Happy Birthday To Me!

Well for yesterday anyway - I took the day off work ( I think we should all do that on our birthday ) and headed out with my wife for a relaxing day doing relaxing things. Like walking :)

You supremely superior people spoke to me in many ways while I was away - but mostly via email. The three words you needed to use to win yesterday’s jackpot were: Jape, Groak & Defenestration. Easy! For most except for this entry…

supercalifragilisticexpialidocious!
One of the superior words in the english dictionary.
Does anyone know the meaning?

Maybe you do know it - I know it but I’m not going to tell! It could be some sort of jape on the behalf of the inventors of the word.

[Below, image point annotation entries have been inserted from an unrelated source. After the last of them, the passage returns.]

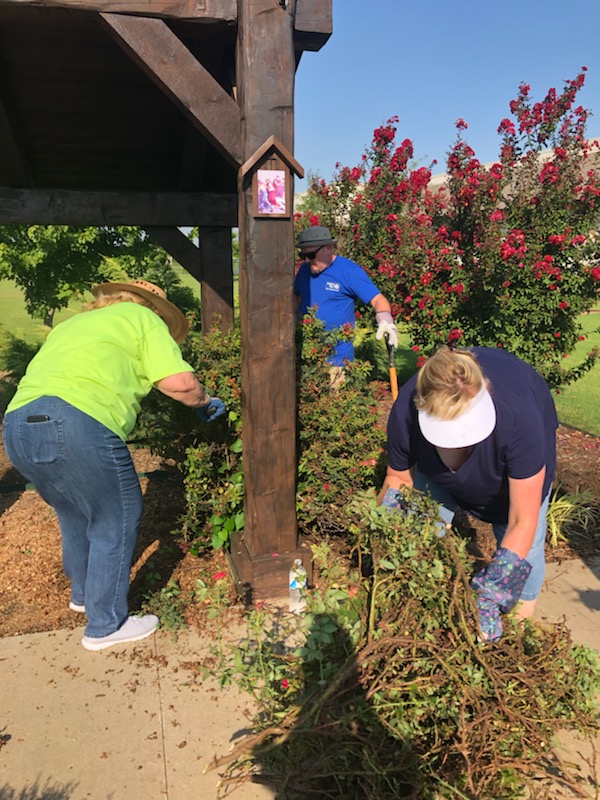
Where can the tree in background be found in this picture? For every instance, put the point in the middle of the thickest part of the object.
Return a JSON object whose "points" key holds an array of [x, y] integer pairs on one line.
{"points": [[500, 256]]}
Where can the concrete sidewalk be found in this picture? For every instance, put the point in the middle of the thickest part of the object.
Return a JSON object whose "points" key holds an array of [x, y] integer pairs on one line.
{"points": [[130, 722], [137, 721]]}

Groaks don’t think it’s a funny jape if you commit an act of defenestration with the food they were hoping you would share with them.

Melanie I have this theory - it’s that groaks are annoying and really wouldn’t get the average jape. What do you think?

Groaks, bandwagon-jumpers and other inferior people will be subject to defenestration.
No jape.

So says Jonathan. Mr Jonathan are you a victim of a harsh jape that has been circulationing through the interwebs? Maybe you’re a groak yourself…

Would it be a good jape
when the window does gape
to eject the groak
who wears no cloak
to procrastinate, speculate or defenestrate?

Since we’re all on about this ‘throwing people out the window’ thing I thought I might point out something. You probably shouldn’t kill people. I’m not sure if you’re aware of this but it’s against the law. Even if it’s a jape. Jay it’s not that I’m against it - I just don’t want to see you go to gaol.

But I do want to see you a dollar richer - and that’s why I’m sending you the winning dollar for today! I think you might need to pay a lawyer or something with it. You should probably lay low for a while. You might be wanted for murder.